A handful of Republicans in the U.S. House of Representatives on October 3, ousted Republican Speaker Kevin McCarthy, as party infighting plunged Congress into further chaos just days after it narrowly averted a government shutdown.
The 216-to-210 vote marked the first time in history that the House removed its leader, with eight Republicans voting with 208 Democrats to remove McCarthy. McCarthy told reporters he would not make another run for speaker.
The House looked set to go leaderless for at least a week, as multiple Republicans said they planned to meet on Oct. 10 to discuss possible McCarthy successors, with a vote on a new speaker planned for Oct. 11.
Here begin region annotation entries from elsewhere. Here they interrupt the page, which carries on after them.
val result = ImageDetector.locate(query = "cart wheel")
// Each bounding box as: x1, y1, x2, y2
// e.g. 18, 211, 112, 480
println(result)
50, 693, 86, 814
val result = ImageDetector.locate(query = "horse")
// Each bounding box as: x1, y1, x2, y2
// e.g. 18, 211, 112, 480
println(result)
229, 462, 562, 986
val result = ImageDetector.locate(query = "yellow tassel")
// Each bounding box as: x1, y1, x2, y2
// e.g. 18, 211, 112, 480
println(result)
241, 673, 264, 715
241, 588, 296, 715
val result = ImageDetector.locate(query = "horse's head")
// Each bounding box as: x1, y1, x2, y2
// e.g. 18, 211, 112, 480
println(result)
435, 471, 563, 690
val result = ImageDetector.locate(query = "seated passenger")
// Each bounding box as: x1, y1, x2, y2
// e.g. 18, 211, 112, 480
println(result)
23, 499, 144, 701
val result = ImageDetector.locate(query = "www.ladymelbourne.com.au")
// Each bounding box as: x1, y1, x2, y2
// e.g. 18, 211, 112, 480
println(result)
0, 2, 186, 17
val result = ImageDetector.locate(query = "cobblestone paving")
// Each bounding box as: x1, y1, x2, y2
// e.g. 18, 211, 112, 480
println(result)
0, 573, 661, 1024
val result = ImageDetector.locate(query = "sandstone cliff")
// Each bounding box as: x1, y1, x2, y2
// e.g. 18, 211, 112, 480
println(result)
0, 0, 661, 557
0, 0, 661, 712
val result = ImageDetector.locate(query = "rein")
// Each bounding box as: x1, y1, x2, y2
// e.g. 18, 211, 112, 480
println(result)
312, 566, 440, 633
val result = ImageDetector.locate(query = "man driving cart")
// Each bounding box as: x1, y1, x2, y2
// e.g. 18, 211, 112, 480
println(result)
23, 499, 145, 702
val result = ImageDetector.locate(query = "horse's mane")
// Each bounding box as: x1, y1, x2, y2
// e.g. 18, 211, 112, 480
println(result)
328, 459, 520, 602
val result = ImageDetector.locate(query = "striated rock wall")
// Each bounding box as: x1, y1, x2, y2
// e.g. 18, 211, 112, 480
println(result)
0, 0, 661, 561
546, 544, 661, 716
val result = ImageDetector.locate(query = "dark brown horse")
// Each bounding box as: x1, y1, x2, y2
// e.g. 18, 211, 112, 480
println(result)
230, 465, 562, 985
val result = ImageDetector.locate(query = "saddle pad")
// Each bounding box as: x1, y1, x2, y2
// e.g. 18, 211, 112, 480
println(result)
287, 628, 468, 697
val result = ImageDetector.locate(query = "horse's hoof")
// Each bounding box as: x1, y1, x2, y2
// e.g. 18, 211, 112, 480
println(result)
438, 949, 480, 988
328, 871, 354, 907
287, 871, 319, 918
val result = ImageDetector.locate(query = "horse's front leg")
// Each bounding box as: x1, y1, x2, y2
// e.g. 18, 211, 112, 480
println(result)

Tuesday’s rebellion was led by Representative Matt Gaetz, a far-right Republican from Florida and McCarthy antagonist who finally turned on the speaker after he on Saturday relied on Democratic votes to help pass a bill to avoid a partial government shutdown.
Ousted Republican Speaker Kevin McCarthy said on October 3 that he has no regrets, as party infighting plunged Congress into further chaos just days after it narrowly averted a government shutdown.
McCarthy had repeatedly angered Democrats in recent weeks, including by launching an impeachment inquiry into Biden and on Saturday by giving them little time to read a stopgap spending bill to avert a government shutdown that he needed their votes to pass.
McCarthy’s ouster as speaker brings legislative activity in the House to a halt, with another government shutdown deadline looming Nov. 17 if Congress does not extend funding.
The White House said it hoped the House would move swiftly to choose a replacement speaker, a position second in line to the presidency after the vice president.
When will the next speaker election be?
The leaders of both parties will have to decide when they are ready to enter into the process of electing a speaker.
The January endeavor was sloppy as McCarthy for days could not get enough votes to win and had to endure 15 ballots.
It could be at least as chaotic this time around for Republicans, unless they conclude that such chaos is creating a public backlash that could doom their election prospects in 2024 and they unite.